XGBoost Feature Interactions & Importance
MIT License
496 stars 87 forks source link

Feature map(xgb.fmap) and XGBoost dump file(xgb.dump) upload request. #7

Closed SimonZhao777 closed 7 years ago

SimonZhao777 commented 7 years ago

Hi Far0n, I am currently using XGBoost to select feature interaction for my LR model, I find your work very interesting, however I have encountered a problem to get the XgbFeatureInteractions.exe runing with my xgb.dump file. I am using scala language and XGBoost4j package running on Spark version 1.6, so I am not sure if the XGBoost dump file that my project created is having a different format from yours, so it would be really nice if you can upload the files xgb.fmap and xgb.dump that were mentioned in README.md in your project so that I can do a format check to see what wrong with my dump file. Thank you.

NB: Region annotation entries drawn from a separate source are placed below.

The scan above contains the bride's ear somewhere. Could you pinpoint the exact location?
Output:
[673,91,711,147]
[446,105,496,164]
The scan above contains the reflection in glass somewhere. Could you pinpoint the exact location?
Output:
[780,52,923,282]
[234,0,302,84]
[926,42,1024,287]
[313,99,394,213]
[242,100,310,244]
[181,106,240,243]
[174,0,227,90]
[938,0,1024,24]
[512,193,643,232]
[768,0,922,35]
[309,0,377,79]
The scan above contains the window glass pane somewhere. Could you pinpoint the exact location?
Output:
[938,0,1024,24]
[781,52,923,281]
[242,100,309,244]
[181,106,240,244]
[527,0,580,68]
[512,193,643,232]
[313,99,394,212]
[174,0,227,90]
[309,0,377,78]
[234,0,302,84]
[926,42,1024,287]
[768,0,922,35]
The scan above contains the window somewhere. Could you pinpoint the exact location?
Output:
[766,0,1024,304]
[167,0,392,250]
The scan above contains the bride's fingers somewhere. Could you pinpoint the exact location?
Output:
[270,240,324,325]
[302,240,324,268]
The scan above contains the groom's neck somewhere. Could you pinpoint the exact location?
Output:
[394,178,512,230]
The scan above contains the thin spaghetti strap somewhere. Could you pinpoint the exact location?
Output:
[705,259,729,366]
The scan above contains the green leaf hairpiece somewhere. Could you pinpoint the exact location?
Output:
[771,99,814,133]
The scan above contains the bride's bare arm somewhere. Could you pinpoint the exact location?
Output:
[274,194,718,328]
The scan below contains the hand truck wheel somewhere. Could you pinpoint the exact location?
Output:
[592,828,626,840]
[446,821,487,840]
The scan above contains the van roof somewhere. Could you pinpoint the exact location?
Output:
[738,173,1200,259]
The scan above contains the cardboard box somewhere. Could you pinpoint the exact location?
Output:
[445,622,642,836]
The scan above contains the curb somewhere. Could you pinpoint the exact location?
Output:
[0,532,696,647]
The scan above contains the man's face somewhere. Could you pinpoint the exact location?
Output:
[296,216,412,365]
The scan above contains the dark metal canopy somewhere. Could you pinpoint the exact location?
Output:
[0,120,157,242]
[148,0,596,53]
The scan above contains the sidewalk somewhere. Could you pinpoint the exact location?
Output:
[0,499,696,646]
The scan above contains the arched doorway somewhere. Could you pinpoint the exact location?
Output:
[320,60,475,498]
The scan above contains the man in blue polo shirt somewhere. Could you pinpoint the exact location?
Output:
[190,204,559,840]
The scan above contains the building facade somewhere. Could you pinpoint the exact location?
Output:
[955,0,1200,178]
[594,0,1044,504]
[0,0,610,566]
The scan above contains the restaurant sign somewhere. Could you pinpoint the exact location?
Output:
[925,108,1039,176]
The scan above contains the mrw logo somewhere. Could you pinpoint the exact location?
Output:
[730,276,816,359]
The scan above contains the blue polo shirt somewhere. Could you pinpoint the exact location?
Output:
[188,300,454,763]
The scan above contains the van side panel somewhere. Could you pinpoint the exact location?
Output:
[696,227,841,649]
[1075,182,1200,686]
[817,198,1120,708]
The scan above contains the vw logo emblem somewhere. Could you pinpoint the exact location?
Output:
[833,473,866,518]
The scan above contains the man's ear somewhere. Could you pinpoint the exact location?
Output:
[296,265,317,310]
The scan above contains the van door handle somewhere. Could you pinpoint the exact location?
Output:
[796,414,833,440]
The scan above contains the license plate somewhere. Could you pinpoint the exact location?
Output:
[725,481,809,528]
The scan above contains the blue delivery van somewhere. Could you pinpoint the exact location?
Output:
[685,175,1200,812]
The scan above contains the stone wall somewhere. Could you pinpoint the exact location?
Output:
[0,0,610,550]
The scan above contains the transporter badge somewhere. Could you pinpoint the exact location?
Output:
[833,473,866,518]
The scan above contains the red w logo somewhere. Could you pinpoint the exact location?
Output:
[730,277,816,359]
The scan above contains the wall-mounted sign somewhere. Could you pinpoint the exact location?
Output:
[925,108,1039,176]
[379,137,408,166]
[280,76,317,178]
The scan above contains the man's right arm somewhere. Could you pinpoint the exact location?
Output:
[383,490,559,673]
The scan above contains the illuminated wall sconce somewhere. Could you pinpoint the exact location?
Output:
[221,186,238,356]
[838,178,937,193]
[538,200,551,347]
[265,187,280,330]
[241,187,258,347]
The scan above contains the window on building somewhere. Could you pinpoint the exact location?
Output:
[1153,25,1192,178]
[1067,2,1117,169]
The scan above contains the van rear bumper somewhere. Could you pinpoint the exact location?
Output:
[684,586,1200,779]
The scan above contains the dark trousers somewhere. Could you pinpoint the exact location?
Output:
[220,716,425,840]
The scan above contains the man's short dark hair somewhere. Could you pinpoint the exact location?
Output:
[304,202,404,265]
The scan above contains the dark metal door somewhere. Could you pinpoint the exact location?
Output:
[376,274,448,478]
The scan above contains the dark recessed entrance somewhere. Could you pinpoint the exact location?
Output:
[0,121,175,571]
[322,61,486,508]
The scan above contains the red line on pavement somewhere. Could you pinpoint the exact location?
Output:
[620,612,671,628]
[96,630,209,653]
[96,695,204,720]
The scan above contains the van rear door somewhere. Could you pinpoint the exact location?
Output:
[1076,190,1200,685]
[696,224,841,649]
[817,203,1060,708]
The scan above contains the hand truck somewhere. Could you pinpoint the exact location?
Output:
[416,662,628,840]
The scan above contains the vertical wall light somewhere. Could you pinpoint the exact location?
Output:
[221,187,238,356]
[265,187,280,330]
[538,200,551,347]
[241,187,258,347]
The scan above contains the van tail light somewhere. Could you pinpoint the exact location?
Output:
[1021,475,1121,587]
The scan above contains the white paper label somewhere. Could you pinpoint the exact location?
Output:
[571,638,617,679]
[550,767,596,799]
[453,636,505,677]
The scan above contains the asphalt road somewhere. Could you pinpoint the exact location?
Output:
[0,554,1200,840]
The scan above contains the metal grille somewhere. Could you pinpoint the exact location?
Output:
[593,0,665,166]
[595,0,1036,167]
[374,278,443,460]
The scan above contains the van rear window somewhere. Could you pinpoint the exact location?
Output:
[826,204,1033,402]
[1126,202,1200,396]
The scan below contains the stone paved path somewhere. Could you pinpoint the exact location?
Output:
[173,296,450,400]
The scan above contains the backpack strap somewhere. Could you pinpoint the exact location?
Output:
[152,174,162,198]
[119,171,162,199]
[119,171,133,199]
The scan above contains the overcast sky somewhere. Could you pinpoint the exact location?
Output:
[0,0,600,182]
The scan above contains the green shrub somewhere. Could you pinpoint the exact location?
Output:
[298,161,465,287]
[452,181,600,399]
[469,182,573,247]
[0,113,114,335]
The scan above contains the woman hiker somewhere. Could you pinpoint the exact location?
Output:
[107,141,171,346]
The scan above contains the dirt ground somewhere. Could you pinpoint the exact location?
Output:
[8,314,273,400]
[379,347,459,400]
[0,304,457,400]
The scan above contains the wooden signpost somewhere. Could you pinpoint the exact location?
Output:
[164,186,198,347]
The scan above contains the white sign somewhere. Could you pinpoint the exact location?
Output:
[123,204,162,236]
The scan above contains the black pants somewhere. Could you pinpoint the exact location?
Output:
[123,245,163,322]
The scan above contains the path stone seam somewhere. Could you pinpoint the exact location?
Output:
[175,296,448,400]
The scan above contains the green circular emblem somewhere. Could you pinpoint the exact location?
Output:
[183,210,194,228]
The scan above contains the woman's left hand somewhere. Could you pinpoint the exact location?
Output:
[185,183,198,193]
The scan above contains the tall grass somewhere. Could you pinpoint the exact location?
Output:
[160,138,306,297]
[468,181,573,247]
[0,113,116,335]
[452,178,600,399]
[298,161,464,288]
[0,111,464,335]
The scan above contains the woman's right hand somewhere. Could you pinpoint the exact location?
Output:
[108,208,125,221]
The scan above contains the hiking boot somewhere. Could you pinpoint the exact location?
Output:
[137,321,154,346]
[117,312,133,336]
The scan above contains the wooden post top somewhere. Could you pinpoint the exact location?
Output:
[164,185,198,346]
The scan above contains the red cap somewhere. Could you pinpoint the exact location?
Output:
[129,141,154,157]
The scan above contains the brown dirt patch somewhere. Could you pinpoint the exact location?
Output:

SimonZhao777 commented 7 years ago

Problem solved, I have figured it out, turns out my xgb.dump lacks tree number lines. For someone who might be interested how I solved this dump file problem: Here is the code I wrote in Scala: ` def createFeatureMap(savePath:String, featureNames:Array[String]): Unit = {

val writer = new PrintWriter(savePath, "UTF-8") for (i <- 0 until featureNames.length) { writer.print(i + "\t" + featureNames(i) + "\t" + "q\n") } writer.close() }

val modelInfos = xgBoostModel.booster.getModelDump("../xgb.fmap", withStats = true)

def saveDumpModel(modelPath: String, modelInfos: Array[String]): Unit = { val writer = new PrintWriter(modelPath, "UTF-8") for (i <- 0 until modelInfos.length) { writer.print(s"booster[$i]:\n") writer.print(modelInfos(i)) } writer.close() } ` XGBDumpFile.zip

You can firstly call createFeatureMap and the feature map will be saved in specified location. Then prepare your XGBoost model dump(in the code above is modelInfos) and pass it into saveDumpModel Function then you will get a dump file that can be parsed by XGBFI.

The attached files are my created xgb.fmap and xgb.dump just to give you a reference.

Far0n commented 7 years ago

Thx for your feedback @SimonZhao777. I'll have a look at the dump and try to make xgbfi compatible with this format.

SimonZhao777 commented 7 years ago

@Far0n The attached xgb.dump file is already compatible with your solution, the reason why my former version didn't work was because the code did not contain this line "writer.print(s"booster[$i]:\n")" in function saveDumpModel, so after adding this line, the dump file is working fine with xgbfi. Thank you for work!